Half the joist's total uniform load is the shear load on each end

For your 14' joist on 16" centers

16" = 1.33'

1.33' x 14' x (40 psf LL + 10 psf DL)=931 lbs load on the joist

Each end is supporting half that load... 465.5 lbs

I'm going to shoot a .131 x 3.25" nail into SPF, so 82lbs x .83= 68.06 lbs/fastener.

465.5/68.06= 6.84 nails... 7 or more properly done toenails.

Pressure block it? check the end grain factor, Ceg. "When dowel type fasteners are inserted into the end grain of the main member, with the fastener axis parallell to the wood fibers, reference lateral design value, Z, shall be multiplied by the end grain factor, Ceg=.67.

Judging from the descriptions this may be the more appropriate number to use. 60 lbs/nail... 7.75... 8 or more nails.

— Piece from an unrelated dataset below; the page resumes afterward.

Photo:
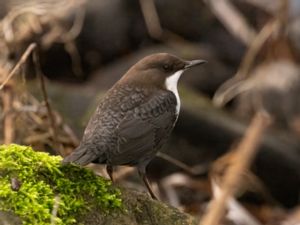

This is a good example of why I asked for staff or a trainer to answer some questions in Denver. This is a perfect training opportunity.


----------



## Jobsaver (Nov 21, 2010)

DRP.  Thanks for the equation.

The HUD study cited was performed in 2000. I'm not sure which year NDS was used, but wouldn't think it would matter. Shear values should remain constant.

It seems plausible to me at this point that some basic prescriptions can be tabulated from the information on hand. I am going to work on it, of course with consideration for all of the information including wood species multipliers, end grain multipliers, etc. It will take a bit of time, but will be worthwhile.

This exercise is proving to be a good training opportunity for me.


----------